Justin Marks (born March 25, 1981) is an American racing driver, entrepreneur, and current owner of Trackhouse Racing Team in the NASCAR Cup Series. He last competed in the WeatherTech SportsCar Championship, driving the No. 93 for Meyer Shank Racing with Curb-Agajanian in the GT Daytona class.

Marks has competed in sports car and stock car racing, competing in the ARCA Racing Series and NASCAR Camping World Truck Series. He also served as a road course ringer in the NASCAR Xfinity Series and Cup Series.

Early years
Marks was born in St. Louis, Missouri. During his youth, he went with his grandfather (who lived in Iowa), to see local Midwest racers such as Dick Trickle, Ken Schrader, and the Wallace brothers battle on dirt tracks. His family moved to Menlo Park, California when Marks was eight. Marks attended race school while in high school and in 1998 competed in his first race, in the street stock division at Altamont Raceway Park in Tracy, California. At the same time as his racing career was beginning, he was attending California State University with the intention of obtaining a degree in sports marketing. Marks withdrew from college 14 credits shy of completing his degree to focus on racing.

Racing career

Sports car racing
At 18, Marks entered the SCCA Regional Racing Series, and later the Speed World Challenge Series. With success in the SCCA, Marks moved to the Rolex Sports Car Series GT Class in 2004 where he met good friend Joey Hand.
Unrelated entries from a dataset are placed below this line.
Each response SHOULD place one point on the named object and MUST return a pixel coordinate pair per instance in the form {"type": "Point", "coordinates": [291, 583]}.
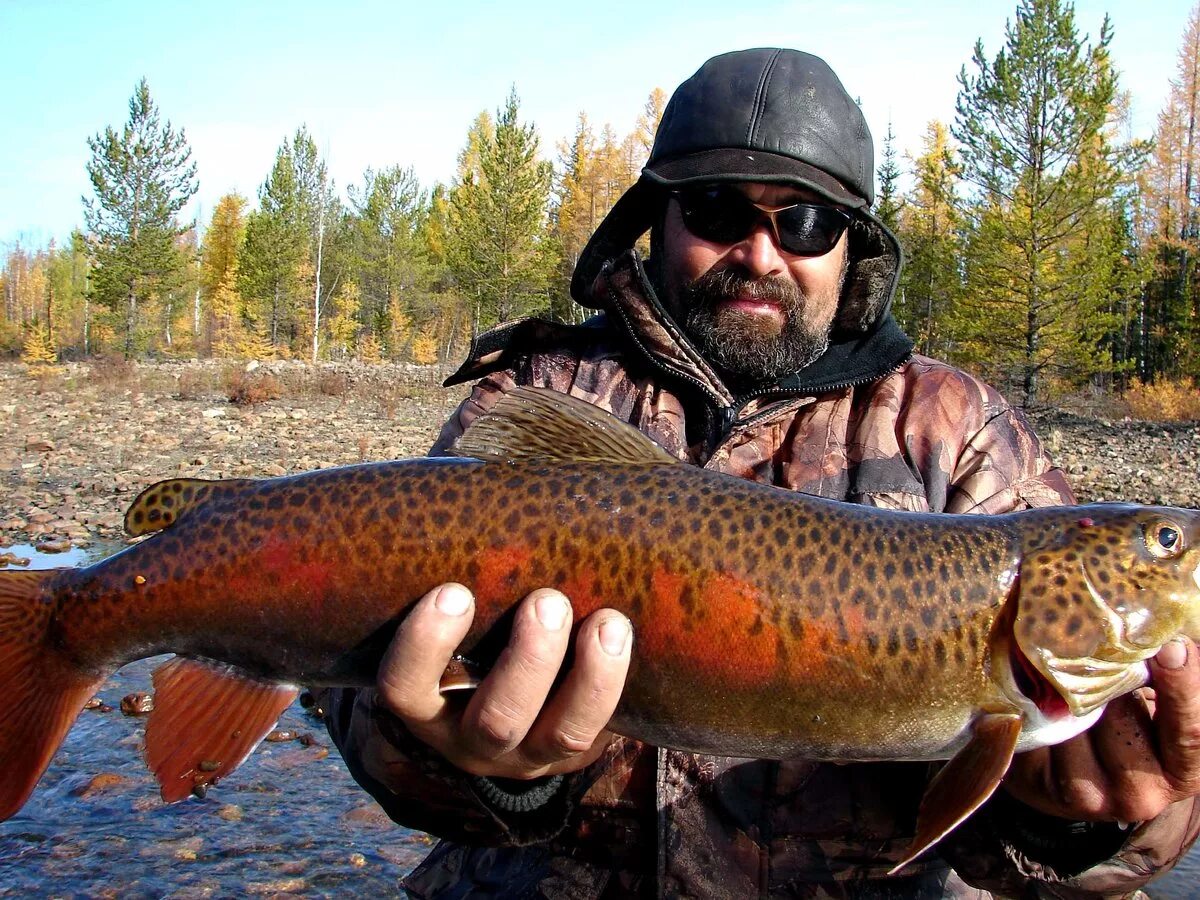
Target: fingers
{"type": "Point", "coordinates": [1176, 676]}
{"type": "Point", "coordinates": [425, 642]}
{"type": "Point", "coordinates": [582, 706]}
{"type": "Point", "coordinates": [505, 706]}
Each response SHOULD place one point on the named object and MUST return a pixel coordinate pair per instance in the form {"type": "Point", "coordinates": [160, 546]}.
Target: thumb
{"type": "Point", "coordinates": [1176, 678]}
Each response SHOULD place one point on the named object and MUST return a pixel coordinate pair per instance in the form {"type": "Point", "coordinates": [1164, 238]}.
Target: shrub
{"type": "Point", "coordinates": [246, 389]}
{"type": "Point", "coordinates": [193, 384]}
{"type": "Point", "coordinates": [1164, 401]}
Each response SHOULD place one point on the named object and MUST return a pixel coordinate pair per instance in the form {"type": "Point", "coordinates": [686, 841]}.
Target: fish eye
{"type": "Point", "coordinates": [1164, 540]}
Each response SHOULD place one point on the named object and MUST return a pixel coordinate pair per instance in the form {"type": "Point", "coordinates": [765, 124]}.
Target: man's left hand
{"type": "Point", "coordinates": [1143, 755]}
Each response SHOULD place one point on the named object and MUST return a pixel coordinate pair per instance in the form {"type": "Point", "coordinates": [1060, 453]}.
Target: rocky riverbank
{"type": "Point", "coordinates": [77, 445]}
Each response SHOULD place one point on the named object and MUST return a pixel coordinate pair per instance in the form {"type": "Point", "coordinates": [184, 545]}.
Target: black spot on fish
{"type": "Point", "coordinates": [893, 642]}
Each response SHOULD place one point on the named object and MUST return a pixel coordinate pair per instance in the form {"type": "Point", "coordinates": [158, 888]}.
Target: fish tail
{"type": "Point", "coordinates": [42, 690]}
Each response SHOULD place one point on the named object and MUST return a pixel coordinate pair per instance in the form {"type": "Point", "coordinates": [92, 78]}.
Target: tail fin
{"type": "Point", "coordinates": [43, 693]}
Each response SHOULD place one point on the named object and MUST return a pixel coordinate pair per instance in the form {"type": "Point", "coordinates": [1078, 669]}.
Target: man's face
{"type": "Point", "coordinates": [753, 307]}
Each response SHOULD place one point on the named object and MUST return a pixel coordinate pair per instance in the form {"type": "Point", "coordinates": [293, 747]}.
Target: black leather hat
{"type": "Point", "coordinates": [766, 115]}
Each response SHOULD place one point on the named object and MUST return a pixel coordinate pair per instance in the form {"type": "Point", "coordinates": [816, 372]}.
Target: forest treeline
{"type": "Point", "coordinates": [1045, 249]}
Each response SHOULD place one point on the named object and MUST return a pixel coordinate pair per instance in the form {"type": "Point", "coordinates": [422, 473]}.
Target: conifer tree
{"type": "Point", "coordinates": [142, 178]}
{"type": "Point", "coordinates": [220, 262]}
{"type": "Point", "coordinates": [1031, 129]}
{"type": "Point", "coordinates": [930, 228]}
{"type": "Point", "coordinates": [497, 250]}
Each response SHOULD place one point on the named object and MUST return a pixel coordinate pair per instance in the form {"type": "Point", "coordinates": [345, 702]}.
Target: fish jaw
{"type": "Point", "coordinates": [1101, 594]}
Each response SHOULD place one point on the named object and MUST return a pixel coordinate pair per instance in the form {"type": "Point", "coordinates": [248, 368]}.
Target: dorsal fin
{"type": "Point", "coordinates": [165, 502]}
{"type": "Point", "coordinates": [544, 425]}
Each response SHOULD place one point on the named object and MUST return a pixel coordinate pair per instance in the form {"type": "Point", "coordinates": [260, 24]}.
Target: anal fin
{"type": "Point", "coordinates": [965, 783]}
{"type": "Point", "coordinates": [207, 720]}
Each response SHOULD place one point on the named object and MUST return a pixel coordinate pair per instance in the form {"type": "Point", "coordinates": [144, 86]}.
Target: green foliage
{"type": "Point", "coordinates": [1031, 125]}
{"type": "Point", "coordinates": [888, 202]}
{"type": "Point", "coordinates": [496, 247]}
{"type": "Point", "coordinates": [142, 178]}
{"type": "Point", "coordinates": [390, 257]}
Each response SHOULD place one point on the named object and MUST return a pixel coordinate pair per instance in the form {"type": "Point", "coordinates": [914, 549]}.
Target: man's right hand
{"type": "Point", "coordinates": [514, 725]}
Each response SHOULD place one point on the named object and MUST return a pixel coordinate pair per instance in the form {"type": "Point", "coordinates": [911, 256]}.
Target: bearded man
{"type": "Point", "coordinates": [755, 341]}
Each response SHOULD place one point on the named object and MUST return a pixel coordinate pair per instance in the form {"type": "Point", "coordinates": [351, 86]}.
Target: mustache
{"type": "Point", "coordinates": [714, 287]}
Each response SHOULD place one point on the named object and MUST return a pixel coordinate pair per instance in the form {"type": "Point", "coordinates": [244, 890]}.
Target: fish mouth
{"type": "Point", "coordinates": [1035, 687]}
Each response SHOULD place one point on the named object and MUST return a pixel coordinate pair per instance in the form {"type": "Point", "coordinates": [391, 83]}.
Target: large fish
{"type": "Point", "coordinates": [767, 623]}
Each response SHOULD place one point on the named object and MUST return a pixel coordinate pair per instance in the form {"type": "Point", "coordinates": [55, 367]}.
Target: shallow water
{"type": "Point", "coordinates": [289, 821]}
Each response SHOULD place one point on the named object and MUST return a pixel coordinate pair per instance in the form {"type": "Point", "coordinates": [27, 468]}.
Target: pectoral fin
{"type": "Point", "coordinates": [965, 783]}
{"type": "Point", "coordinates": [207, 719]}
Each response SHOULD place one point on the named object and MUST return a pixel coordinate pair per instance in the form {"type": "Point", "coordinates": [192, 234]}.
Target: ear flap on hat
{"type": "Point", "coordinates": [629, 219]}
{"type": "Point", "coordinates": [875, 259]}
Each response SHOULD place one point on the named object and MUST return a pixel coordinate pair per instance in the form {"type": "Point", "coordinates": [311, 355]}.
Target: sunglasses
{"type": "Point", "coordinates": [725, 215]}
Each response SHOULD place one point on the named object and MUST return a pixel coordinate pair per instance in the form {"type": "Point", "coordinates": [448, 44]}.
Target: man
{"type": "Point", "coordinates": [756, 341]}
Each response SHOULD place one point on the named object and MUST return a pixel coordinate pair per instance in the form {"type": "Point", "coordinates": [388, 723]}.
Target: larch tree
{"type": "Point", "coordinates": [142, 178]}
{"type": "Point", "coordinates": [220, 262]}
{"type": "Point", "coordinates": [930, 227]}
{"type": "Point", "coordinates": [1030, 124]}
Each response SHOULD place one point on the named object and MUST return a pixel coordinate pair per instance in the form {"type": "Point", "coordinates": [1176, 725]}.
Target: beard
{"type": "Point", "coordinates": [754, 348]}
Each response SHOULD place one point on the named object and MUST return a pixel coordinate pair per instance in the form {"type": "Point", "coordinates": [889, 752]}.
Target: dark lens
{"type": "Point", "coordinates": [809, 229]}
{"type": "Point", "coordinates": [718, 214]}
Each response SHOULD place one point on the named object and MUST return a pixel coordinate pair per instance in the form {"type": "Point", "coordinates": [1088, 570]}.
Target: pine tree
{"type": "Point", "coordinates": [498, 251]}
{"type": "Point", "coordinates": [391, 267]}
{"type": "Point", "coordinates": [888, 202]}
{"type": "Point", "coordinates": [1031, 130]}
{"type": "Point", "coordinates": [142, 179]}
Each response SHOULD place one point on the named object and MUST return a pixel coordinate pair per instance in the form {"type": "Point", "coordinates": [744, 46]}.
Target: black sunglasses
{"type": "Point", "coordinates": [725, 215]}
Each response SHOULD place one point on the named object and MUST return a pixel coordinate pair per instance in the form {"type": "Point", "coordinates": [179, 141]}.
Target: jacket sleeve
{"type": "Point", "coordinates": [414, 784]}
{"type": "Point", "coordinates": [1007, 847]}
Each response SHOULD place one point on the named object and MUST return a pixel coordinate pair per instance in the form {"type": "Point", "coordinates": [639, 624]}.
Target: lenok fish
{"type": "Point", "coordinates": [767, 623]}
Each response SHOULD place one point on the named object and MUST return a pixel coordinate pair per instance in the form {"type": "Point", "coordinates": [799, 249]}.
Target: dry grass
{"type": "Point", "coordinates": [246, 389]}
{"type": "Point", "coordinates": [1164, 401]}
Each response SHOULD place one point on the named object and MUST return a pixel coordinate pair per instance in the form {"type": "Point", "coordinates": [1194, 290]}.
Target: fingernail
{"type": "Point", "coordinates": [551, 611]}
{"type": "Point", "coordinates": [453, 600]}
{"type": "Point", "coordinates": [615, 636]}
{"type": "Point", "coordinates": [1174, 654]}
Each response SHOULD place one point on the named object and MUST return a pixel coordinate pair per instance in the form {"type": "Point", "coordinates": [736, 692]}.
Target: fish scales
{"type": "Point", "coordinates": [766, 599]}
{"type": "Point", "coordinates": [767, 623]}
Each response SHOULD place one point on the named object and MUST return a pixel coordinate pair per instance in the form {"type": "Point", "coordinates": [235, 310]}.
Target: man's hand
{"type": "Point", "coordinates": [1143, 755]}
{"type": "Point", "coordinates": [513, 725]}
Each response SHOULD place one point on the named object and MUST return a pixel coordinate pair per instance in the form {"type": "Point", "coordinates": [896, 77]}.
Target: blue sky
{"type": "Point", "coordinates": [384, 83]}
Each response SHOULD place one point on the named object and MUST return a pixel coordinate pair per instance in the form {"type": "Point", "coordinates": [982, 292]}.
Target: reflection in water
{"type": "Point", "coordinates": [291, 820]}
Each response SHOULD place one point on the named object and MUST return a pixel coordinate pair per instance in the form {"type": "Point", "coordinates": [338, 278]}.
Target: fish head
{"type": "Point", "coordinates": [1102, 588]}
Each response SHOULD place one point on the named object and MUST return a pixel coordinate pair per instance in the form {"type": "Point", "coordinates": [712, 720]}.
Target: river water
{"type": "Point", "coordinates": [291, 821]}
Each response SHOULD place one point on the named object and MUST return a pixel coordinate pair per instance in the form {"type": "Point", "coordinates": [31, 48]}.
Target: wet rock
{"type": "Point", "coordinates": [100, 784]}
{"type": "Point", "coordinates": [137, 703]}
{"type": "Point", "coordinates": [369, 816]}
{"type": "Point", "coordinates": [231, 813]}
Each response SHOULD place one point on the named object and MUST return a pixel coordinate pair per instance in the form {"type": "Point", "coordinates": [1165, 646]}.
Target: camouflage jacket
{"type": "Point", "coordinates": [642, 821]}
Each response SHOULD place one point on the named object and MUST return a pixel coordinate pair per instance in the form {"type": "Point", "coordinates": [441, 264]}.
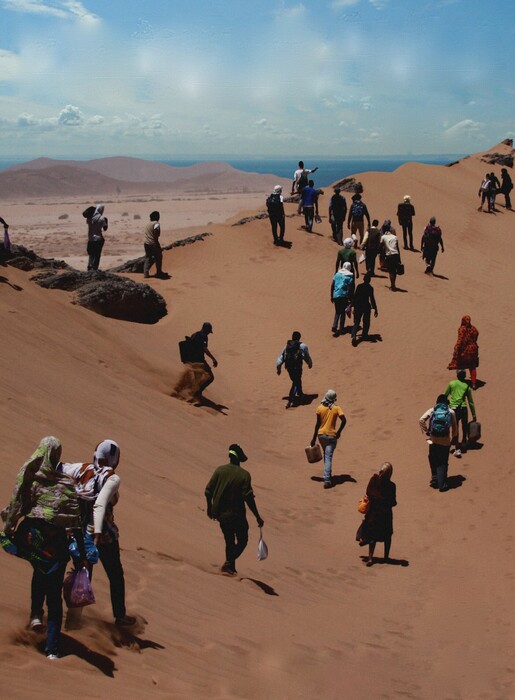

Switching between the GT class and the World Challenge, Marks raced up four wins, eight podiums, and thirteen top tens between the two series.  In 2005 Marks again raced in the Rolex Sports Car Series where he won 3 races with teammate Joey Hand.  At the same time, Marks teamed with Bill Auberlen in the Continental Tire Sports Car Challenge for Turner Motorsport, finishing 3rd in points with 5 poles and 5 wins in 9 starts.

NASCAR

In 2006, Marks left road racing to pursue a career in NASCAR. In 2006, Marks raced for RAB Racing in the ARCA RE/MAX Series, driving their No. 65. Although he did not pick up any wins in his two years there, Marks turned many heads with his driving ability. In 2007 he was picked up by Germain Racing of the Craftsman Truck Series to drive their No. 03 truck. Marks again impressed many with an eighth-place finish at Homestead-Miami Speedway. This cemented his future as the driver of the No. 9 Crocs/Construct Corps Toyota for 2008, running for Rookie of the Year.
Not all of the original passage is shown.